What's the biggest misconception about what you do?
A lot of people skip mastering or do it themselves. There is more to it and throwing a Waves L2 on the 2 buss and squeezing any and all dynamics out of a song. Loud is bad! It may sound good at first but on the 3rd or 4th listen your ears will be irate. Mastering is as much a creative process as it is technical. It is more than loudness, and a computer algorithm like LANDR can't cut it!
What advice do you have for a customer looking to hire a provider like you?
No matter who you hire, tell them what you are looking for up front as far as sound goes. Send them links to a few songs that you want to sound like. What sounds great to one engineer may be fine, but at the same time not at all what you were expecting or desiring. Set expectations.
If you were on a desert island and could take just 5 pieces of gear, what would they be?
1) My vintage DBX 118 dual compressor modded out by Revive Audio. It's got a new PSU, Burr Brown op amps, all new electrolytics, and does things to a drum buss or bass guitar that brings a tear to my eye.
2) My Sonarworks-calibrated AKG K701 reference headphones
3) My Roland Space Echo
4) My vintage DBX 120 sunharmonic synth
5) A keyboard to noodle on - probably a Moog or a Voyetra!

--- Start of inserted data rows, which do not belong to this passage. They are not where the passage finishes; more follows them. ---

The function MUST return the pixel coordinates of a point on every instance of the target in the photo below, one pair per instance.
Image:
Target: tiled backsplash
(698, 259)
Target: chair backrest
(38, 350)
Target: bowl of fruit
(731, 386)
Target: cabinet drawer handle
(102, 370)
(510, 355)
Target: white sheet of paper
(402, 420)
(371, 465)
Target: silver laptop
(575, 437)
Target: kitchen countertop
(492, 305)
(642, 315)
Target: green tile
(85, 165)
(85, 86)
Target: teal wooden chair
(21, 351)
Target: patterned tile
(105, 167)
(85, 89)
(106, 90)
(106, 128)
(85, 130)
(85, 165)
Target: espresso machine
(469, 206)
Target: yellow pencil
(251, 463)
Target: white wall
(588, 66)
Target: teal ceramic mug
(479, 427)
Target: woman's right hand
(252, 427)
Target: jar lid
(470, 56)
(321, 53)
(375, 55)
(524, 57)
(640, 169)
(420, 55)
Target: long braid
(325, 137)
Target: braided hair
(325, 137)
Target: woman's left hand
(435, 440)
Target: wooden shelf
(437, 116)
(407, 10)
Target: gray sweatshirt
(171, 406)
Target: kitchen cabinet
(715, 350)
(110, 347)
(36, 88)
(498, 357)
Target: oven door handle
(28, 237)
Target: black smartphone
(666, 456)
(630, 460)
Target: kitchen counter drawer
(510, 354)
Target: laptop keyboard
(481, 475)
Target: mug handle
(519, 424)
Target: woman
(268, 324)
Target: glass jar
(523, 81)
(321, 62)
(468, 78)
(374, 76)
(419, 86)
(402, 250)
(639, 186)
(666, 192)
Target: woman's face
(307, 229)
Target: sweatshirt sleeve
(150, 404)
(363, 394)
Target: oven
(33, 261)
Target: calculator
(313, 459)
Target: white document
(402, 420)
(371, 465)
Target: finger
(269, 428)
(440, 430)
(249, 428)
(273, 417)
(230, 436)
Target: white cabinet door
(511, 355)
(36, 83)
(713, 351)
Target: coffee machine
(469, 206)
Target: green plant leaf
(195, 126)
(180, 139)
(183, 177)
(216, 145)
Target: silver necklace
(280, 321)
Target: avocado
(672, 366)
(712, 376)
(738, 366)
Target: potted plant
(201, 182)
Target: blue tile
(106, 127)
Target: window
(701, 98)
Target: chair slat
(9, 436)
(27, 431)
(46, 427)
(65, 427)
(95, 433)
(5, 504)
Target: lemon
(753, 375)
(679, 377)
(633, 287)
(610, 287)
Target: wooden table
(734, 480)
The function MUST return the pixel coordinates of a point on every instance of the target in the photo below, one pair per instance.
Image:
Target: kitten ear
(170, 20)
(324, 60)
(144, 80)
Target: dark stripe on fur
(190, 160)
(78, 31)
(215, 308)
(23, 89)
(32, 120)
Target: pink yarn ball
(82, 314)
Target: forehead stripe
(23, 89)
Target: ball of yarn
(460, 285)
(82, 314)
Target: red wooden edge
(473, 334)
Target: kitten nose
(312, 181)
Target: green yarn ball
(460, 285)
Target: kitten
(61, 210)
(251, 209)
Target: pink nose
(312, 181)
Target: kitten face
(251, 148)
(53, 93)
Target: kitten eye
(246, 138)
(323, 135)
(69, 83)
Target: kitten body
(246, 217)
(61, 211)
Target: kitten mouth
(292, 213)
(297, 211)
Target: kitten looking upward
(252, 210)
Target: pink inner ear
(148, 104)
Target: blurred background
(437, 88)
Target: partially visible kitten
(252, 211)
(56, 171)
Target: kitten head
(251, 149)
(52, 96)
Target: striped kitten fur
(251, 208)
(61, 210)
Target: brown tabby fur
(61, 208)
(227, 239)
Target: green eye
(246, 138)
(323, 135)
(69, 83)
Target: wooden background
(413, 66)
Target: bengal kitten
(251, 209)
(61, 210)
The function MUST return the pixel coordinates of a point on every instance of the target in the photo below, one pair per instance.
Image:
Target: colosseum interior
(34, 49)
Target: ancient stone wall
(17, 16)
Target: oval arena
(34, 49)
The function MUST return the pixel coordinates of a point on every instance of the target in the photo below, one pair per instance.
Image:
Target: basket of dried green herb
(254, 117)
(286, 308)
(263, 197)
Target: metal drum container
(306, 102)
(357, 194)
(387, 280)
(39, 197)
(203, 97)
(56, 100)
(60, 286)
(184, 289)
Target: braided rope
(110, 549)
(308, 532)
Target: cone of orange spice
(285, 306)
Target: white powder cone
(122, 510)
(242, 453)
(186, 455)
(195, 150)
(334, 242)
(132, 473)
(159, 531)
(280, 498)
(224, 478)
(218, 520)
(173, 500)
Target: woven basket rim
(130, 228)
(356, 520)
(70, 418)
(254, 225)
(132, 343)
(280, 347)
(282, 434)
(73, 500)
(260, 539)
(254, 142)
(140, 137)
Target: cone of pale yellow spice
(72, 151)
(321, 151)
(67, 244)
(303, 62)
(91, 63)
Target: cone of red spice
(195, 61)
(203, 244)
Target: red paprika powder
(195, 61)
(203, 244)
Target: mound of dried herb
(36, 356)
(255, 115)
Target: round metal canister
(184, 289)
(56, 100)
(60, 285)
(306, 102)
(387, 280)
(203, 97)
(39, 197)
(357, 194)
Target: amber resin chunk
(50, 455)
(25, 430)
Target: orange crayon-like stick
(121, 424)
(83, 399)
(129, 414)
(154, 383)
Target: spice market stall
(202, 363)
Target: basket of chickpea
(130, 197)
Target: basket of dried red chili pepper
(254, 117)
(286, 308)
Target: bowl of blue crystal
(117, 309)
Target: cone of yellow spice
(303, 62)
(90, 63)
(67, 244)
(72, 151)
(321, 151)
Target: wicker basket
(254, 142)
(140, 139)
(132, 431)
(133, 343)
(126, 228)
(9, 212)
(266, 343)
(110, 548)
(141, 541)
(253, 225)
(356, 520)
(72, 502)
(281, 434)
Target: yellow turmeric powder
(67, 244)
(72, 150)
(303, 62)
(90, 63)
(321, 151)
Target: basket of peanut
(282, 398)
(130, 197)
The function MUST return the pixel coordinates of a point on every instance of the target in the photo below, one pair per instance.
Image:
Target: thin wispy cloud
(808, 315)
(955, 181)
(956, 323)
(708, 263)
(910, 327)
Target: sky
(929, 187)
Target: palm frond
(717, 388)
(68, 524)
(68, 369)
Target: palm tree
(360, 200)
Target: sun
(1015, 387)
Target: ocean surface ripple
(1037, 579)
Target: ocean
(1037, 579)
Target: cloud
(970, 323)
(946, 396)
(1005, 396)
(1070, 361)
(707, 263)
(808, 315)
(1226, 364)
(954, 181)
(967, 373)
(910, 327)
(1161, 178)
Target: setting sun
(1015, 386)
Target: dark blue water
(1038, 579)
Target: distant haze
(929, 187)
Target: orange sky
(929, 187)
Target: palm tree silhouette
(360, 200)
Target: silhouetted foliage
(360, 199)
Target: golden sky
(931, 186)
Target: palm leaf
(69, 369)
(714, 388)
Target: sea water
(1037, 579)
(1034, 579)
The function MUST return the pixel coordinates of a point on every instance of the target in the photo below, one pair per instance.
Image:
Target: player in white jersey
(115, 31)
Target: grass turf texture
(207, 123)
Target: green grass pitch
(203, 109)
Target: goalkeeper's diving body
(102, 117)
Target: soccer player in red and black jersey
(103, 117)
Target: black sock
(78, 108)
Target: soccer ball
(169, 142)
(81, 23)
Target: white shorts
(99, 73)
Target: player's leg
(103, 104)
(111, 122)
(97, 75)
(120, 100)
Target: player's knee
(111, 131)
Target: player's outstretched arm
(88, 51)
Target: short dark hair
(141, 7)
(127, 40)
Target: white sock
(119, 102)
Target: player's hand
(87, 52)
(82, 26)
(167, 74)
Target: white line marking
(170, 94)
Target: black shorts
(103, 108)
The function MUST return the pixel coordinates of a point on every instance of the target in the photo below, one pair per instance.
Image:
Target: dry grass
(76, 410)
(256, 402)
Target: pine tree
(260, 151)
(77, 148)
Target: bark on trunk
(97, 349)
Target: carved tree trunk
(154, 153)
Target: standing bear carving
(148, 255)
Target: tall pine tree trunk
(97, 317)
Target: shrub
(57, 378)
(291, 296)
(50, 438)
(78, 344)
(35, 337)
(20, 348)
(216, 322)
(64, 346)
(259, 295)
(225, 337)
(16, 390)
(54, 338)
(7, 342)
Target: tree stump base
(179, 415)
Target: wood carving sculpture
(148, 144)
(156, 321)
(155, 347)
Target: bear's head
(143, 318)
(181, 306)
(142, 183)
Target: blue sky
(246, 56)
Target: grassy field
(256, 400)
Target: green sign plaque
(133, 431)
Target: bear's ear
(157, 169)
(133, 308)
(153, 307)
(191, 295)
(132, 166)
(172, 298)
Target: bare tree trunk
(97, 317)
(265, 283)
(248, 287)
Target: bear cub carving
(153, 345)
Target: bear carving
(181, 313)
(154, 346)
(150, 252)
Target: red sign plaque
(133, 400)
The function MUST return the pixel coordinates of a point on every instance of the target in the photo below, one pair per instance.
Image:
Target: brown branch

Analog or digital and why?
Both. I run a hybrid studio because I believe they each have their strengths and weaknesses. Digital allows me to deliver super crisp, pristine high end that I just can't get with analog. At the same time, analog tracking, compression, and EQ have magical attributes all their own that just can't quite sound the same with plugins. I am a big fan of Slate Digital and Softube for digital tools and have hardware from Focusrite, UREI, DBX, FMR, Revive Audio, Roland, Pioneer, etc. etc.
What's your 'promise' to your clients?
Ease of business and speed coupled with a great sound!
What questions do you ask prospective clients?
I always ask if there is a track that the client has in mind, or a certain 'sound' they are after. What I find most appealing and satisfying to my ears may not at all be what a client has in mind, so I like to level set that expectation right away!
What was your career path? How long have you been doing this?
I've been working with music in some way my whole life, but first delved into production and mixing when I was 15. That was well over a decade ago. I have been producing, remixing, and doing mix down work professionally since the mid-2000s, usually under my alias Phasen.
Can you share one music production tip?
Everyone wants a big kick. I really like to take two or more kicks and layer them together, but here's an extra tip: After I layer my two kicks (I usually HPF one and LPF the other, so that I have the bottom end of one kick and the higher end of another) I delay one of them compared to the other by 0.1ms and then increase/decrease this value. Play both kicks simultaneously while tweaking the delay on one of the kicks. At some point, they will line up in phase and sound very, very big together!
Tell us about your studio setup.
I've spent an embarrassing amount of money on my studio. I'm very proud of my new DAW computer - I just built a new PC with an 8 core AMD processor, 16 GB of RAM, and a nice sound card. It can run all of my digital VSTs simultaneously with no problems - it really is a beast!
Lately I'm also a big fan of the Slate Digital line of products. I've been using the Virtual Console and Tape Machines on almost every project lately.
What other musicians or music production professionals inspire you?
Hannes Bieger and Robert Babicz are two mix and mastering engineers I admire a great deal!
Describe the most common type of work you do for your clients.
Most commonly I work on mixdowns for newer electronic musicians. All the time I hear songs that have great musical ideas and potential, but they fall short because of the production. I get really disappointed sometimes when hearing music and thinking to myself 'this would be so much more impactful if only....'.
While my work can get very surgical and precise to your needs, most of what I do actually winds up being cleaning up common mistakes, such as creating room in the low end with HPFs, sidechaining, etc., removing resonances and spacing out the highs, placing percussive elements in the key of the track, and so on.